Thank God for mothers like you who raise their children with a social conscience, morals, and acceptance. I am angry at these women. Good for you for getting them where it hurts, through kindness.
Thank you for such a wonderful post. My son (now 9) attended our county's integrated preschool program as a typical peer model, and my 4 year old daughter attends there now. My son is the most caring and kind kid, who does not hestitate to help or include anyone and is not at all phased by meltdowns or differences in needs. His friends are just his friends, period, regardless of where they are developmentally or socially. I am so grateful for the chance my kids had to be included in such an amazing program. Those other moms have no clue what they are missing out on! You go girl!
I'm really glad that you wrote this- for so many reasons. It was poignant and strong and perfect. Cliques are scary at any age- even pajama clad ones (genius line). But cliques that have so very much learning to do? They scare me the most. For the record, i like your neon sign. XO
Oh my god. As a member of the no-makeup-wearing, ponytailed hair crowd (I don't wear clothes that resemble pajamas though), I want to vomit. I don't even know what I would say if somebody said that in front of me. Either slap them or vomit.
And sadly, when they knowingly run across those special needs kids, they'll silently think that it was caused by something the parents did or did not do, because that kind of stuff "only happens to other people." So they'll never, ever get it unless it ends up happening to them and realize, "Oh, hey, to everybody else, I AM 'other people.'"
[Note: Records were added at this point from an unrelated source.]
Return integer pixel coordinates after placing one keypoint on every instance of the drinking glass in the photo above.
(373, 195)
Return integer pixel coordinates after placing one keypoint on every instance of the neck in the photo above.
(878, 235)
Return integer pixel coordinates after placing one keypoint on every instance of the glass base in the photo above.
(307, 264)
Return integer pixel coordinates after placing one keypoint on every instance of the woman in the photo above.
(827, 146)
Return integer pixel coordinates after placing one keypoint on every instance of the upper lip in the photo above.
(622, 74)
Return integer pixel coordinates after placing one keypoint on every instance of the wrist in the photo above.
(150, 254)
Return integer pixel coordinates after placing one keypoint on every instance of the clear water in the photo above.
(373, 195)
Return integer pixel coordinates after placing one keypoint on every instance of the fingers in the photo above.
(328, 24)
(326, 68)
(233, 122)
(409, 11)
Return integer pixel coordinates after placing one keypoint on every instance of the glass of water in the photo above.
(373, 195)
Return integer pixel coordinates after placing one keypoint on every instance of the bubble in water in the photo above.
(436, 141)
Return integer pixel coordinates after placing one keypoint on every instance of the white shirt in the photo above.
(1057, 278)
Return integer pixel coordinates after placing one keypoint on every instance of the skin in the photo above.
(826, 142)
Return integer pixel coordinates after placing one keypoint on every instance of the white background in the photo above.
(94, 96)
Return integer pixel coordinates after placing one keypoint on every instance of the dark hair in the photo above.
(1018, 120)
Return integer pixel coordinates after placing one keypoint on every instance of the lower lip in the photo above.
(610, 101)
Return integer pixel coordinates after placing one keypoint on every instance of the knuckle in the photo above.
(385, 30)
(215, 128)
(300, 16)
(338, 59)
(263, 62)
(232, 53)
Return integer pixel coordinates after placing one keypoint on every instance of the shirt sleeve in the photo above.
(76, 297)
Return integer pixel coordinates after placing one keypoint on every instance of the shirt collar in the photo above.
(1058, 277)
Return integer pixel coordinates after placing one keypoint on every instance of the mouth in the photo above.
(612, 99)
This is a wonderful post… even if I wish posts like this didn't have to be written. I can see those moms in my head, and they make me sad… *sigh*
Jessica – I couldn't be prouder of you! You have been and continue to be an amazing advocate for Ashlyn, for autism, for moms like yourself who have suffered the unfathomable loss of a child, for premies and others. As an amazing speaker and writer, you've added the ability to raise others awareness levels. Hopefully one day we will be in a world that has learned to embrace differences, I'm afraid we have a long way to go….
Thank you, love you!!!!!!
Yay for autism lights, some people are so dim really and just don't get it until they have the experience. I don't mind that, I even understand it, but to avoid different ability and talk about it that way, well, ok, I will follow Jillsmos lead and not swear here! Jen
This is why I kinda hate people. And by kinda I mean really. Seriously, what is wrong with people?
Um. I'm not allowed to curse here so I'll just say that I love you 🙂
This type of stuff- this is why I don't even bother trying to make friends half the time.
BEAUTIFULLY said! I am so grateful and proud to be the teacher of an inclusive 2nd grade class. This year has truly been my greatest year teaching thus far. I have the best group of students and they all learn from each other every single day!
It's sad that this sort of behavior continues after high school. I mean, it's bad enough that we are so clique-y as young girls, but when we carry that behavior into adulthood, it's really sad.
This is a great post! At my daughter's first daycare there was a young girl there with developmental disabilities (not sure what exactly, but something related to downs syndrome). In retrospect, I've found myself grateful for that early exposure because my daughter (now 6) doesn't think it's a big deal when she runs into kids who are in some way different from her — in fact, I'm not sure she thinks much about it at all. I'm convinced that those first couple of years of playing with her friend (when she was too young to "get" the difference) made an impact in her ability to accept others now (at an age where she definitely notices the differences, but doesn't see it as a reason to exclude someone).